The PRX is something of a revival, borrowing a lot from one of Tissot’s Seastar Quartz designs out of 1978 in terms of case shape and the integrated bracelet.
Diameter: 39.8mm
Lug-to-lug: 44.6mm (note: this doesn't include the fixed end links, if you want to include those the distance is 50.7mm)
Thickness: 10.6mm
Lug width is: ~12mm (integrated bracelet style; Tissot does sell specialized straps that can be swapped in place of the bracelet)
The watch has 100 meters of water resistance.
There are several dial color options available, even before considering the 35mm quartz options and the mechanical PRX choices. This model employs a blue dial with sunburst effect. There is a marker at each hour, all of which are lumed. The central seconds hand is not lumed but the hour and minute hands, in the baton style, are. The crystal is sapphire. There is an unframed date window at the 3 o’clock position. Beneath the 12 o’clock position the dial says Tissot and beneath that 1853. Above the 6 o’clock position the dial says PRX. The words Swiss and Made flank the 6 o’clock hour marker.

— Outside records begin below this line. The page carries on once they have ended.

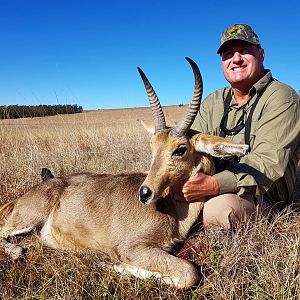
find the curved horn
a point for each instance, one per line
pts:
(185, 124)
(157, 112)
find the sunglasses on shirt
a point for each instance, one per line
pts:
(240, 124)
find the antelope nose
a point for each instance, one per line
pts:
(145, 194)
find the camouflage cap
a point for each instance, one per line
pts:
(240, 32)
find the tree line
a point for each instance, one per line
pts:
(24, 111)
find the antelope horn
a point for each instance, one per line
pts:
(157, 112)
(185, 124)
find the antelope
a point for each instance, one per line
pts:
(131, 217)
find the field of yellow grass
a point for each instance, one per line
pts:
(257, 261)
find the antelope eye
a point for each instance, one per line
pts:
(180, 151)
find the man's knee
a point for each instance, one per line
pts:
(228, 210)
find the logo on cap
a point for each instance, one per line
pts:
(235, 30)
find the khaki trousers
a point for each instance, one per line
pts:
(229, 210)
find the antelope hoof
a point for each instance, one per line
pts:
(14, 251)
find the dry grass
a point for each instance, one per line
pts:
(258, 261)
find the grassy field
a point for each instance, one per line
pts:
(256, 261)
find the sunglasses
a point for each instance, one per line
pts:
(240, 124)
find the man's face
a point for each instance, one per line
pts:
(242, 64)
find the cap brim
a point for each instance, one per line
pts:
(235, 39)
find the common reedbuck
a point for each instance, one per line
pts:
(108, 212)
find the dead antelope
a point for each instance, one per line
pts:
(108, 212)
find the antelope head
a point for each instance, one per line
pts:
(179, 152)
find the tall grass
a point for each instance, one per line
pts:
(256, 261)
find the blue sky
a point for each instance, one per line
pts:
(86, 52)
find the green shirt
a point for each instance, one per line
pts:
(270, 166)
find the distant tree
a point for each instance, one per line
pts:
(24, 111)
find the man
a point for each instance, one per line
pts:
(257, 110)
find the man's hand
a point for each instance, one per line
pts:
(197, 187)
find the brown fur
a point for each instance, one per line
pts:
(103, 212)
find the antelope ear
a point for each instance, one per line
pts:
(148, 127)
(218, 146)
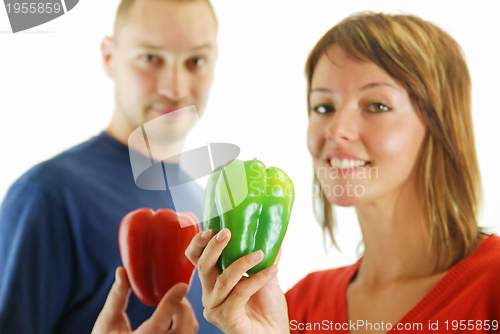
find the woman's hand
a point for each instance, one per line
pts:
(234, 303)
(173, 306)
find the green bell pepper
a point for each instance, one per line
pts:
(254, 203)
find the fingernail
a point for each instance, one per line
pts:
(206, 235)
(222, 235)
(255, 256)
(272, 270)
(180, 291)
(117, 277)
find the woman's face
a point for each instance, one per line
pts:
(364, 134)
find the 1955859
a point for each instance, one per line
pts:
(472, 325)
(34, 7)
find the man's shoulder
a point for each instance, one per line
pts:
(51, 173)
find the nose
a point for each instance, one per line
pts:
(343, 126)
(174, 83)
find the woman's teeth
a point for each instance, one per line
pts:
(344, 163)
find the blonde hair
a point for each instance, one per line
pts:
(124, 10)
(429, 63)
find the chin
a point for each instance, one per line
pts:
(345, 200)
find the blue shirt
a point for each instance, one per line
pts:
(59, 239)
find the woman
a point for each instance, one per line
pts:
(390, 132)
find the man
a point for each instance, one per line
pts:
(59, 222)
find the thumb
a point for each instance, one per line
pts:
(118, 295)
(278, 256)
(162, 317)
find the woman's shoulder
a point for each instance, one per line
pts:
(324, 281)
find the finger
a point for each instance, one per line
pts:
(184, 320)
(161, 319)
(112, 314)
(232, 275)
(207, 263)
(198, 243)
(117, 300)
(278, 256)
(245, 289)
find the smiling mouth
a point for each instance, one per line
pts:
(346, 163)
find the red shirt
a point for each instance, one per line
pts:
(465, 300)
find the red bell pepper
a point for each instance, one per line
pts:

The lume used is Super-LumniNova but it seems thinly applied and in my real-world experience does not last long.
The watch case itself is stainless steel. Tissot uses what I find to be an interesting mix of mostly brushed but some polished elements. The bezel is polished as are the ends of the links, and with the latter the bracelet offers a lot of play with the light. The bracelet does lack micro-adjust, though I do like that the butterfly clasp can be closed either side first. There are a couple half-sized links at the clasp to make sizing a bit more flexible. Removable links are secured via cotter pins.

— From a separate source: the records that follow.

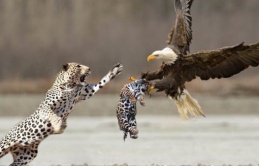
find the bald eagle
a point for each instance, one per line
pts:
(179, 67)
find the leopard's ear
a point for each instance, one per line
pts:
(65, 67)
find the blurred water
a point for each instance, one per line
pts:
(167, 140)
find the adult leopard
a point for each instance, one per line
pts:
(69, 88)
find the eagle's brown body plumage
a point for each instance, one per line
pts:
(179, 67)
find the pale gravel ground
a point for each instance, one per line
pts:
(168, 140)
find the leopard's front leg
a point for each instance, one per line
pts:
(90, 89)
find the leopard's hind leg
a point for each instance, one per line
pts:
(22, 155)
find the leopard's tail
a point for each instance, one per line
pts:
(188, 106)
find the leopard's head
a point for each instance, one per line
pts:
(73, 73)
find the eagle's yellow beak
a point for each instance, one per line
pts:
(132, 79)
(151, 57)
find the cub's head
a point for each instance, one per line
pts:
(73, 73)
(142, 85)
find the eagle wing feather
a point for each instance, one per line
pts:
(221, 63)
(181, 34)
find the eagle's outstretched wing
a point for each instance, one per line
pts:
(221, 63)
(181, 34)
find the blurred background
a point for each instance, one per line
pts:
(37, 37)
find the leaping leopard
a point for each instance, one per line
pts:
(69, 88)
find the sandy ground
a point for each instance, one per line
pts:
(164, 140)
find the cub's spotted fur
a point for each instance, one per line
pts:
(69, 88)
(126, 108)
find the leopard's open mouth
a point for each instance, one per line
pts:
(82, 78)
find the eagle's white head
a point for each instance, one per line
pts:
(167, 55)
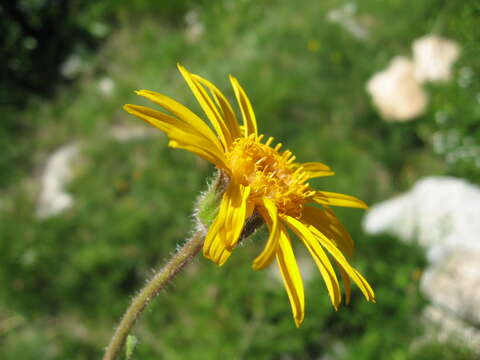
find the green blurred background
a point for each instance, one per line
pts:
(67, 69)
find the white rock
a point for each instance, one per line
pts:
(433, 57)
(396, 92)
(441, 213)
(53, 198)
(454, 284)
(124, 133)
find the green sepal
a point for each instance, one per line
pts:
(209, 202)
(130, 345)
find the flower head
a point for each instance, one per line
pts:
(260, 182)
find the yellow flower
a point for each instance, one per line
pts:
(261, 182)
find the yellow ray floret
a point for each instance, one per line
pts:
(260, 181)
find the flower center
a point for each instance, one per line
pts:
(269, 173)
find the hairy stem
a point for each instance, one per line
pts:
(149, 291)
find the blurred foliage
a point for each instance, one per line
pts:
(67, 279)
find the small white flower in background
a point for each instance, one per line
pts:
(433, 57)
(72, 66)
(443, 215)
(53, 198)
(346, 17)
(195, 28)
(396, 93)
(106, 86)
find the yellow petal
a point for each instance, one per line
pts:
(316, 169)
(227, 111)
(321, 259)
(291, 277)
(184, 114)
(343, 263)
(208, 107)
(335, 199)
(315, 166)
(249, 120)
(327, 223)
(270, 215)
(181, 134)
(346, 284)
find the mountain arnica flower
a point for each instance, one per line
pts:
(259, 181)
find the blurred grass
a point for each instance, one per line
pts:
(69, 278)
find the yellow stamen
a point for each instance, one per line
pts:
(269, 174)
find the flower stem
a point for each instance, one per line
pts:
(150, 290)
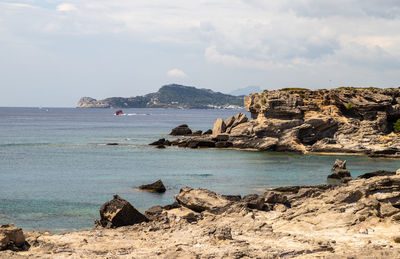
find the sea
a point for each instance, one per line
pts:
(56, 168)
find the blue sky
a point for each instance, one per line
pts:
(53, 52)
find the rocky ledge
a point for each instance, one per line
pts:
(348, 120)
(359, 219)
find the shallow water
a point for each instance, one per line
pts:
(56, 170)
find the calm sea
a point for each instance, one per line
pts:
(56, 171)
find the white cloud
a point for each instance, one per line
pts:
(176, 73)
(66, 7)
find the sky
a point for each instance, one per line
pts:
(54, 52)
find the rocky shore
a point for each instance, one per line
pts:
(348, 120)
(358, 219)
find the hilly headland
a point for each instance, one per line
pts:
(169, 96)
(343, 120)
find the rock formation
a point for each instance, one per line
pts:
(348, 120)
(358, 219)
(117, 213)
(12, 238)
(157, 186)
(169, 96)
(181, 130)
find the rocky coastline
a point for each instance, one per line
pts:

The watch uses a push-pull crown that does not screw down for its water resistance. The T logo is on the crown and in position zero the crown spins freely but does nothing functional. In position one the date can be quick-set and in position two the watch hacks and time can be set.

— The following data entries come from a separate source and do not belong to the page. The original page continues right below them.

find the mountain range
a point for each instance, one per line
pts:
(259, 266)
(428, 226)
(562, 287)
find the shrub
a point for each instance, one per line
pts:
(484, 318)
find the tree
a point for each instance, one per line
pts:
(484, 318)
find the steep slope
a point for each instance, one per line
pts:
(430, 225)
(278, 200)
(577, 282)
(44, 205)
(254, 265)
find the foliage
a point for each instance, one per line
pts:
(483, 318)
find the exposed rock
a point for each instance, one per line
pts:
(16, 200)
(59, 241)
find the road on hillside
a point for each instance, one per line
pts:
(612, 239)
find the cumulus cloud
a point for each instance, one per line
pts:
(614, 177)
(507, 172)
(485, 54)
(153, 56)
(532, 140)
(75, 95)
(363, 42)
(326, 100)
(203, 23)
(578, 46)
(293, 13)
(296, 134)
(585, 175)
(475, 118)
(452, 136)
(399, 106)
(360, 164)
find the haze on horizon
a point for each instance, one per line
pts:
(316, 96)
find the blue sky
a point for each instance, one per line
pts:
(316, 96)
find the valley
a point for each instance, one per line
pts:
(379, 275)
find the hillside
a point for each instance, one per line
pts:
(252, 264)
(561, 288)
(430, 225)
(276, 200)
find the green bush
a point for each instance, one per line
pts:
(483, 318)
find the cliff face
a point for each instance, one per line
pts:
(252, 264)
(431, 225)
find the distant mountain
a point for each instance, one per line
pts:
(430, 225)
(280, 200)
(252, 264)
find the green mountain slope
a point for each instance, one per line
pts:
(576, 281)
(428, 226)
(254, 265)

The watch has a closed caseback and the bracelet’s quick-release capabilities to allow easy changes to other compatible straps. This watch is powered by the ETA F06.115. This is a three jewel quartz movement. It is powered by a 371 button cell battery and the movement has an end-of-life indicator where, when the battery is low, the second hand will only jump every four seconds instead of every second.
As this is a quartz movement I am not able to measure its accuracy via my timegrapher. The F06.115 is noted to be an entry-level quartz movement and I have read online its accuracy range is to be -0.3 seconds per day to +0.5 seconds per day.
My overall thoughts:
The positives:
Affordable
Well finished
Comfortable to wear
The negatives:
Imperfect alignment
Date not framed
Lume is lacking
Cotter pins
The PRX really packs a lot of punch at its price point (at the time I got mine it retailed for $375). The brushed and polished case and bracelet look really good, as does the sunburst dial. While I would have preferred a band with a bit more adjustment (be it via micro adjustment or maybe taking a page from Zodiac and using a sort of stretch system in their butterfly clasp), ultimately I was able to size my PRX to be quite comfortable so others might have issues but I do not.
But, Tissot can only offer so much at this price point. While most of the time my second hand strikes the markers it does not always, and while mechanical movements can cloak this with their sweep it is very obvious when it comes to quartz and that is going to bug some people. I would have preferred seeing the date window framed as I think the cut-out format looks a bit cheap. The lume does seem evenly applied but it is thin and does not last long so this is not a good nighttime watch. While I greatly prefer cotter pins over pin-and-collar systems I do find them far more frustrating than screws but, again, I am in no way surprised they were used at this price point.
Incidentally, Tissot does make the PRX Powermatic 80 for those that want a mechanical movement and would like a framed date window. Those do start at $650 on bracelet though.
Overall, I think you get a lot of watch with the quartz-powered Tissot PRX. I decided to get one because I wanted an integrated sports bracelet style watch but wasn’t sure how much I’d like the design. To me the quartz made a lot of sense for holding the price down and I think if you can mentally get past that then there is a lot of watch here to enjoy. I’ve not experienced much out there that is going to compete with this on finishing at this price point. Yes, compared to higher dollar watches you will notice a lack of refinement, but in the inexpensive range it looks pretty good.